Short version: Microsoft ties a HWID to your Windows 7 or 8.1 key and all of these use a single Windows 10 key which tells Windows 10 to activate via HWID.
Long version: All Windows 7 and 8.1 keys upgraded to Windows 10 are the same. That key tells Windows to go to Microsoft to check the Hardware ID (HWID). In short, your key is irrelevant. If you are installing Windows and it asks for a key, you should be able to skip it putting Windows into trial mode until you activate. When you activate, it should look up the HWID and use it to confirm your system.
But there's a catch: Microsoft obviously doesn't have an HWID without it being given to them and the only way to generate a HWID is to upgrade to Windows 10 from a functional Windows 7/8.1 install. Clean stall is impossible using a Windows 7/8.1 key until after Microsoft has the HWID.

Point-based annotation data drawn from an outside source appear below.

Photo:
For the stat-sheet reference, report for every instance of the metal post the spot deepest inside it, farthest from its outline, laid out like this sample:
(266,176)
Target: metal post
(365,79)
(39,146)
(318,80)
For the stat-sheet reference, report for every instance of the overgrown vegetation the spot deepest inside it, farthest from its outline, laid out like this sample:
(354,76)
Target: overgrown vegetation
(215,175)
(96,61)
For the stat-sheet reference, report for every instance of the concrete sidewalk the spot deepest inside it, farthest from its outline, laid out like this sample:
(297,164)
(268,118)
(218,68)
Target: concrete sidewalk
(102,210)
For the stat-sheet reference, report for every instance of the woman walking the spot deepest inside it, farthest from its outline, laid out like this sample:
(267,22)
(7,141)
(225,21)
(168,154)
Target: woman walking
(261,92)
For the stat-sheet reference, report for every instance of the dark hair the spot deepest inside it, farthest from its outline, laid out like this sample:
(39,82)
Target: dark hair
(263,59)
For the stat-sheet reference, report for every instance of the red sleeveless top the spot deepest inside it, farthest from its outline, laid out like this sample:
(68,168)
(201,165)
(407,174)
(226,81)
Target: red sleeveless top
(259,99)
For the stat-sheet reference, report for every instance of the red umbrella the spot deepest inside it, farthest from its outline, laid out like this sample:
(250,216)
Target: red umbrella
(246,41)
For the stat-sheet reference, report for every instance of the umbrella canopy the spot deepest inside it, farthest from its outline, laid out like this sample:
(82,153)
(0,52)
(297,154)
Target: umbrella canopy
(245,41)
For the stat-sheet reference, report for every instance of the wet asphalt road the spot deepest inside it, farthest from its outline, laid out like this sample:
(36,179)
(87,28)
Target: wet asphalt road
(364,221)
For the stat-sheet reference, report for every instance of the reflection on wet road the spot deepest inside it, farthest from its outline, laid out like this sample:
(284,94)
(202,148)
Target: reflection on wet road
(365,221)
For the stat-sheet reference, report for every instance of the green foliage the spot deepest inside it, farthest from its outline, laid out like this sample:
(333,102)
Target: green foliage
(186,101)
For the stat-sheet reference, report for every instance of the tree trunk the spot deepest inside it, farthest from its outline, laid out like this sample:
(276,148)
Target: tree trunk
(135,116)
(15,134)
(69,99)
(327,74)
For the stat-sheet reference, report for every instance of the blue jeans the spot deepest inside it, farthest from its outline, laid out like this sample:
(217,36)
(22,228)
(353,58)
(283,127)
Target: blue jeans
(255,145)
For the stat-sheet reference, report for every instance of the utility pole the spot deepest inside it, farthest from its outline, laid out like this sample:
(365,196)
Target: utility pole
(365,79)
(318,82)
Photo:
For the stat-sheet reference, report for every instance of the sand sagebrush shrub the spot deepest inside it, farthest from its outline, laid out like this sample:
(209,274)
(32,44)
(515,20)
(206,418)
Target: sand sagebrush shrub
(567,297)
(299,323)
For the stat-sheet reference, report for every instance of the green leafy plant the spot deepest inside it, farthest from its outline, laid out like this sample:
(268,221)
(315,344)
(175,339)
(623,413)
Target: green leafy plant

If it refuses to activate and you tried a clean install off the bat. You'll have to reinstall Windows 7/8.1 then run the update to Windows 10. Verify it activated by right-clicking "This PC" and selecting Properties. If it did and you really want to install clean at this point, you should be able to and it will successfully activate.
Note: I tried installing Windows 10 from DVD and it failed repeatedly. Only installing from a USB stick worked for me (in terms of removable media generated from ISO anyway).